Tyne and Wear Metro chiefs admit that train services have “not been good enough” as passengers brace for a major ticket price hike this weekend.
Fare increases of up to 13.9% for some tickets are due to come into force on Saturday, April 1, though prices are being frozen for people who travel using a Pop Pay As You Go card. The move has been blamed on the dramatically increased energy costs faced by operator Nexus this year, with the size of the Metro’s annual high voltage electricity bill having spiralled from £8m to around £20m.
But the fare increases, previously branded “insulting” to customers, come at a time when travellers have been enduring regular disruption – the latest bout of which came on Thursday morning when commuters’ journeys were halted by a serious overhead line failure at Pelaw. Transport bosses recently had to scrap extra peak-time trains from the Metro’s timetable because of reliability problems, while there have been a raft of issues over recent months as a result of freezing temperatures, rail strikes, and maintenance works.
Read More: Full list of new Metro ticket prices as fare hike comes into force this weekend
Nexus customer services director Huw Lewis told the Local Democracy Reporting Service: “The service we have provided in the last couple of months has not been good enough, I know that and I feel that. We want to improve that. Yes, customers will ask how we can justify some tickets going up in price when services should be better. It is hard to explain and it is hard to look people in the eye.
“But I have to come back to the point that we don’t make any profit, no shareholders are taking anything out of this. We need to meet our costs in order to continue providing a service going forward. And in doing that we want to improve.
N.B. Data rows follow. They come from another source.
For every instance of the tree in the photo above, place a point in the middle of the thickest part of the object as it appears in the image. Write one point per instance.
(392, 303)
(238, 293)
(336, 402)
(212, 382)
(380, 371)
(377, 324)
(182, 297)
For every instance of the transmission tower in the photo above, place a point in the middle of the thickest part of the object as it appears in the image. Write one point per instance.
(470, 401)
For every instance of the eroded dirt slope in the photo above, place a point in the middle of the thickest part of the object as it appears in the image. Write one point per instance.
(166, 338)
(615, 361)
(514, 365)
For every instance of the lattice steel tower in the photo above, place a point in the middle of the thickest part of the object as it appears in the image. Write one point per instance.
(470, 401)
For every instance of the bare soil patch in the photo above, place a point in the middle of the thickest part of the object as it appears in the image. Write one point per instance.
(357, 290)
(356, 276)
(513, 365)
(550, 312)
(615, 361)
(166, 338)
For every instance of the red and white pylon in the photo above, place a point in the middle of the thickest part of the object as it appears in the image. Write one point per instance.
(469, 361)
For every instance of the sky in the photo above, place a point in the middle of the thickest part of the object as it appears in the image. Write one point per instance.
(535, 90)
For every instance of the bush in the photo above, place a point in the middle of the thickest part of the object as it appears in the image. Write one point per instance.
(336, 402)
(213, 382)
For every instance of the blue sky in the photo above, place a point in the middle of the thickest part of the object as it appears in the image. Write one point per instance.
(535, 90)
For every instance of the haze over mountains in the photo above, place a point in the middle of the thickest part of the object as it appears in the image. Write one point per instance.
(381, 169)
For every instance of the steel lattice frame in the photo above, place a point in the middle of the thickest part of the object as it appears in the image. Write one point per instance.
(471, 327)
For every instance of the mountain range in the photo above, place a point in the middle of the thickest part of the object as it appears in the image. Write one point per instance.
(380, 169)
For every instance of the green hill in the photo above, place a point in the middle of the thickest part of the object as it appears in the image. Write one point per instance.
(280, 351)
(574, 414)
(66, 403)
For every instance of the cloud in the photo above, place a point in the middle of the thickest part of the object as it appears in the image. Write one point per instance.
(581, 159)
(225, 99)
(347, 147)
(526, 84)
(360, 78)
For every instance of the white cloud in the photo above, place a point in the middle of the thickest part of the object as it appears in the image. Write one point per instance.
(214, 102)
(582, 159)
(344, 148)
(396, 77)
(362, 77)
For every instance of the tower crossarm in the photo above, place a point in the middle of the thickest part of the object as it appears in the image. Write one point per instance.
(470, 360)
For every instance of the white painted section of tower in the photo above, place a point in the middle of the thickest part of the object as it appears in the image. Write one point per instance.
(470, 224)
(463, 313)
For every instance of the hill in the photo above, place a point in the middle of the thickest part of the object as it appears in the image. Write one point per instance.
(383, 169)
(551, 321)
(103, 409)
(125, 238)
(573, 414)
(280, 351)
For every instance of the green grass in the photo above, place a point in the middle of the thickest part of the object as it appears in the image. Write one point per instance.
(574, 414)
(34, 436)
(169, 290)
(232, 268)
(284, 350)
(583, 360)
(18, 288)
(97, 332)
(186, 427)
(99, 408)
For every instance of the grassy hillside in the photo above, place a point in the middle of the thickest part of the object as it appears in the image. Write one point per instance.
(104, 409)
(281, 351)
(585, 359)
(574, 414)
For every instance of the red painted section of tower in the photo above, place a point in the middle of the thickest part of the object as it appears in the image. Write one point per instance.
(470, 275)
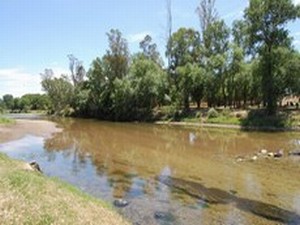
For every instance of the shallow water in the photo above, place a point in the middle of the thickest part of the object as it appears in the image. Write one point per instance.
(173, 175)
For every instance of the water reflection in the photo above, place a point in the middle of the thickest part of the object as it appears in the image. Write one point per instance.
(139, 162)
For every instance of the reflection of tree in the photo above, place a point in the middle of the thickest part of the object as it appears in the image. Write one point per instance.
(218, 196)
(122, 152)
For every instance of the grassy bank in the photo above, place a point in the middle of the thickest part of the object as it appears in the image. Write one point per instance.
(28, 197)
(4, 120)
(255, 118)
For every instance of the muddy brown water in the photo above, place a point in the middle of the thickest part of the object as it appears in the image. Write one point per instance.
(173, 175)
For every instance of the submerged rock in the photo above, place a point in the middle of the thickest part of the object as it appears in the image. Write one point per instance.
(164, 216)
(120, 203)
(254, 158)
(264, 151)
(278, 154)
(295, 153)
(35, 166)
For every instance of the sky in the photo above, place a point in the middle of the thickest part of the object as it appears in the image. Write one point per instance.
(39, 34)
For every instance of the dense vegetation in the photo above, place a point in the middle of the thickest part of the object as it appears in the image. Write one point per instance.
(25, 104)
(253, 63)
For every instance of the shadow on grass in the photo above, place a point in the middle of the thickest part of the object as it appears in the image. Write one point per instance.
(259, 119)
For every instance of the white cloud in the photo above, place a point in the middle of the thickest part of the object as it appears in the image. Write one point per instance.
(18, 81)
(138, 37)
(296, 42)
(296, 2)
(234, 15)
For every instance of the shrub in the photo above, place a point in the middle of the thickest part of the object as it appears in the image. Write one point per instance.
(226, 112)
(212, 113)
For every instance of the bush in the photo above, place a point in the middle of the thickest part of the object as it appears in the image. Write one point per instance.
(212, 113)
(198, 115)
(226, 112)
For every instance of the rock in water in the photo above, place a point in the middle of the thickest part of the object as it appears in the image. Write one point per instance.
(278, 154)
(264, 151)
(295, 153)
(254, 158)
(35, 166)
(120, 203)
(164, 216)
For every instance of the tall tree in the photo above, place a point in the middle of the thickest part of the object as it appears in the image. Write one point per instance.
(149, 50)
(169, 29)
(60, 91)
(77, 70)
(266, 20)
(184, 50)
(215, 50)
(116, 58)
(207, 13)
(8, 101)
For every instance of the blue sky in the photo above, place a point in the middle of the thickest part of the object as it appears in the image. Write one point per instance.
(39, 34)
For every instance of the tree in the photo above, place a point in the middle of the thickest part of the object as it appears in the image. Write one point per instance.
(266, 20)
(116, 58)
(149, 50)
(207, 14)
(60, 91)
(169, 30)
(184, 49)
(8, 101)
(77, 70)
(215, 61)
(149, 83)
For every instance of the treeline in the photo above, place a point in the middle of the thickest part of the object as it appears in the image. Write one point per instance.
(252, 63)
(25, 103)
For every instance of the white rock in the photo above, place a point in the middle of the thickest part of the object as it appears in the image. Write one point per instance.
(264, 151)
(254, 158)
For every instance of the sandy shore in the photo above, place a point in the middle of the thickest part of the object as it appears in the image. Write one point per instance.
(22, 127)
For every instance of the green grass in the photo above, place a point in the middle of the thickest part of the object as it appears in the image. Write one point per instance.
(224, 120)
(4, 120)
(28, 197)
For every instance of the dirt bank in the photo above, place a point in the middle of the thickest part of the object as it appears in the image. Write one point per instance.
(21, 128)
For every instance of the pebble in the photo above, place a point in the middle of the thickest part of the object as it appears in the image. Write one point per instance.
(120, 203)
(295, 153)
(278, 154)
(254, 158)
(264, 151)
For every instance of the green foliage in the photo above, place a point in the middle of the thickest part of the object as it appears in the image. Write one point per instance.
(261, 118)
(116, 59)
(8, 101)
(212, 113)
(4, 120)
(61, 93)
(224, 120)
(266, 20)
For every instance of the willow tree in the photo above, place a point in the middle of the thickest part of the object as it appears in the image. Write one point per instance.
(267, 20)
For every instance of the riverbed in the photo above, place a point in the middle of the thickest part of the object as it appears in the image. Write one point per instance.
(171, 174)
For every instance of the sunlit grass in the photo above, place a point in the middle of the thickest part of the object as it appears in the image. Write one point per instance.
(28, 197)
(225, 120)
(4, 120)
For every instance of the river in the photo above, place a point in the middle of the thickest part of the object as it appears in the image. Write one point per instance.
(174, 175)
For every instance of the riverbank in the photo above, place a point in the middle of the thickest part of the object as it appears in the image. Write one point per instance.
(28, 197)
(227, 126)
(19, 128)
(256, 119)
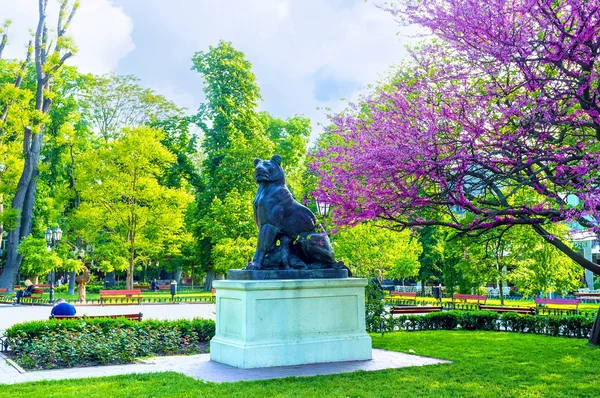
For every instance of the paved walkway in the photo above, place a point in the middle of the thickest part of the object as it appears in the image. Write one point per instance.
(201, 367)
(9, 314)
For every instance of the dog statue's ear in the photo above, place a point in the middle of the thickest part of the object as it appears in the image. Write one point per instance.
(276, 159)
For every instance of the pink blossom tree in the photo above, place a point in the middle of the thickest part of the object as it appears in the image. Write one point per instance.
(499, 116)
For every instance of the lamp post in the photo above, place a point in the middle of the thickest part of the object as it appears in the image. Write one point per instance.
(53, 237)
(323, 208)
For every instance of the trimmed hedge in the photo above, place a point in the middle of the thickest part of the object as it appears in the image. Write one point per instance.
(571, 326)
(73, 342)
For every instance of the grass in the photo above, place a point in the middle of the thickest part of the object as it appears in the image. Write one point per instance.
(485, 364)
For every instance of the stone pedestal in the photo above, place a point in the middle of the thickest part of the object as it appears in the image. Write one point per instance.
(268, 323)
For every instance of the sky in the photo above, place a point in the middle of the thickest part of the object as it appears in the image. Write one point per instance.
(308, 55)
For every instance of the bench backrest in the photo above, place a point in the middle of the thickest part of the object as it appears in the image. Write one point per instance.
(128, 316)
(404, 294)
(557, 301)
(468, 297)
(121, 292)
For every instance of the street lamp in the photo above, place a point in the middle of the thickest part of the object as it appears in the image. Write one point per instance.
(323, 208)
(53, 237)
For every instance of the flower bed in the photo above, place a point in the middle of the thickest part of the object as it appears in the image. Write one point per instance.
(102, 341)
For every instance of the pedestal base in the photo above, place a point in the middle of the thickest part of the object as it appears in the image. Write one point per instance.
(270, 323)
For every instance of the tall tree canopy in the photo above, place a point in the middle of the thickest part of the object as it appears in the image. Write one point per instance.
(49, 55)
(235, 133)
(498, 117)
(124, 207)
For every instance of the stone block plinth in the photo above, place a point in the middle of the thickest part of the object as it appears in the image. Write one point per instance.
(266, 323)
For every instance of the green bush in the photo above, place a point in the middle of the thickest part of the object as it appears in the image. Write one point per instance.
(73, 342)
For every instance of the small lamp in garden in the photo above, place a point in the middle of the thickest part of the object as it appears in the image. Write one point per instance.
(53, 238)
(323, 208)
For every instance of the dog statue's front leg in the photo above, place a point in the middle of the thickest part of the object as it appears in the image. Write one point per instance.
(266, 240)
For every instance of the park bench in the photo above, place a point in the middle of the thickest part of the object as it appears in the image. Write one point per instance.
(557, 304)
(415, 309)
(501, 309)
(405, 296)
(115, 294)
(36, 295)
(43, 286)
(469, 298)
(587, 296)
(134, 317)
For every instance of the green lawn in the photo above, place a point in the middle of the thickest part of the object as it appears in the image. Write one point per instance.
(485, 364)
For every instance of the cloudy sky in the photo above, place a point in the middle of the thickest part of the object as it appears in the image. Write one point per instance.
(307, 54)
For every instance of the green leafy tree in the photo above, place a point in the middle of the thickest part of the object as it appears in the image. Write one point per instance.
(49, 55)
(124, 208)
(366, 247)
(235, 133)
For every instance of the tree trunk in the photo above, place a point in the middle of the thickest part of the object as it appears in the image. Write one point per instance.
(210, 277)
(595, 333)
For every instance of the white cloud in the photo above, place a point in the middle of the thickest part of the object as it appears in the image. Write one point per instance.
(288, 41)
(101, 31)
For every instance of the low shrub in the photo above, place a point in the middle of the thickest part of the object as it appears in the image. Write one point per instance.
(73, 342)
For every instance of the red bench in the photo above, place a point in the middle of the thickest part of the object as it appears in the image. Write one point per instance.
(409, 296)
(415, 309)
(501, 309)
(36, 295)
(43, 286)
(466, 298)
(134, 317)
(127, 294)
(557, 304)
(588, 296)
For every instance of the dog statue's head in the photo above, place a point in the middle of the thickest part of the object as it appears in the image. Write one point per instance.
(268, 171)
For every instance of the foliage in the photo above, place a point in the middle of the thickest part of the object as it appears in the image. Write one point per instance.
(124, 208)
(113, 102)
(366, 247)
(235, 133)
(37, 259)
(68, 343)
(498, 117)
(531, 365)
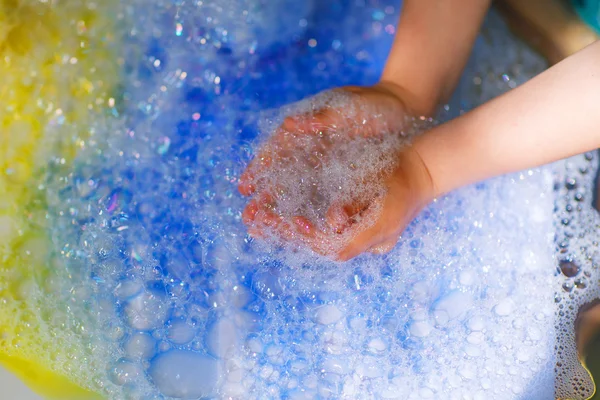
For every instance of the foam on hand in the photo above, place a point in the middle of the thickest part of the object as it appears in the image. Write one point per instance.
(337, 151)
(131, 274)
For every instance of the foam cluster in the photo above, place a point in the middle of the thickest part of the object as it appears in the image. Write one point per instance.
(334, 151)
(59, 68)
(151, 287)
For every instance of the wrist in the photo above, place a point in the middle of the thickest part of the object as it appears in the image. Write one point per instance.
(445, 156)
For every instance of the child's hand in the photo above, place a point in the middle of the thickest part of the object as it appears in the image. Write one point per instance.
(371, 222)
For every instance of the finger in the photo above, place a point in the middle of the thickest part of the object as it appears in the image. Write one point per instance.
(322, 121)
(247, 181)
(385, 247)
(249, 213)
(255, 233)
(304, 226)
(340, 217)
(361, 243)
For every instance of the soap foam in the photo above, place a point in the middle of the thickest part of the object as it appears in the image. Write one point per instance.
(174, 300)
(340, 155)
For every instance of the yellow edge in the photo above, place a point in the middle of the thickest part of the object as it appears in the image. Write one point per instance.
(45, 382)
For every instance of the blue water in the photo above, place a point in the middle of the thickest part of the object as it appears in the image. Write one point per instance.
(200, 310)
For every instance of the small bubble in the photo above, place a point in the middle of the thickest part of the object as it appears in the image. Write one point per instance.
(568, 268)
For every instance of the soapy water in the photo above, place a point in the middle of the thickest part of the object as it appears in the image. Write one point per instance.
(322, 174)
(176, 301)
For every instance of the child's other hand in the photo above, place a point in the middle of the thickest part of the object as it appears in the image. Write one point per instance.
(370, 111)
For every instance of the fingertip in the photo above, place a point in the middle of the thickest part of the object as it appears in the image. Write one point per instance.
(304, 226)
(249, 213)
(337, 218)
(246, 189)
(291, 124)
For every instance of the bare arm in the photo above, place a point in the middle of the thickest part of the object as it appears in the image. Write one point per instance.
(431, 48)
(553, 116)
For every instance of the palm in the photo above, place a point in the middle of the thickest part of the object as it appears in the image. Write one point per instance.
(292, 183)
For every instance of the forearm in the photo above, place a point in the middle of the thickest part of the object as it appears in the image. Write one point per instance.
(431, 47)
(553, 116)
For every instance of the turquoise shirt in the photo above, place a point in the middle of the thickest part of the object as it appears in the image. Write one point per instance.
(589, 11)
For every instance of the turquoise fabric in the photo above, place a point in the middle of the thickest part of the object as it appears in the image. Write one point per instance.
(589, 11)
The situation with the trains is improving, we are getting more trains out at peak times than we were this time last month.
“Overall punctuality is improving, though we have had a bad failure on the overhead lines today which engineers are working as fast as they can to fix, and we want to get going into spring and summer giving our customers a better offer. That better offer is a combination of convenience in the way they travel, a price freeze if you shop around and get the right ticket, and a better and more reliable service.”
For the second year running, the price of single and daysaver tickets bought using a Pop smartcard are being frozen – meaning that travelling with a Pop card will be up to £1.35 cheaper per day. But the equivalent paper tickets will see their prices jump by between 8.8% and 13.9%, depending on which zones they cover.
Monthly and yearly passes will also be up to 11% more expensive from Saturday, though the price of a week-long Metro ticket is being kept lower and will rise only by a maximum 3.4%. The maximum cost of a single journey will rise from £3.90 to £4.30, a day ticket from £5.70 to £6.20, a weekly pass from £24 to £24.40, and a four-week ticket from £81.30 to £90.20.
Mr Lewis added: “Nobody likes a fare rise and that includes us. We want to provide the best possible service to customers. Nexus is a public service and the Metro runs without a profit, which means we need to meet our costs. At the moment, our costs have gone up a great deal – mainly because of the price of electricity. What was an £8m electricity bill became a £20m electricity bill, more or less.
“So from Saturday we are introducing an average increase in fares and some tickets are going up. But for an awful lot of passengers we are managing to freeze the price. I have said this before and I will say it again – if you currently use a paper ticket, switch to Pop Pay As You Go.”
There has been a surge in the number of passengers using a Pop card in order to stay on cheaper fares – with almost a third of adult customers now doing so, compared to just 12% in January 2022. Pop cards can be ordered online from the Nexus website and are also available digitally on Android phones, but not yet on iPhones.
Asked if the increasing fare prices for other tickets could go back down if and when Nexus’ energy bills reduce, Mr Lewis said: “If the energy price goes down it gives us a chance to continue to look at things like price freezes in future and continue to provide value in those ways.”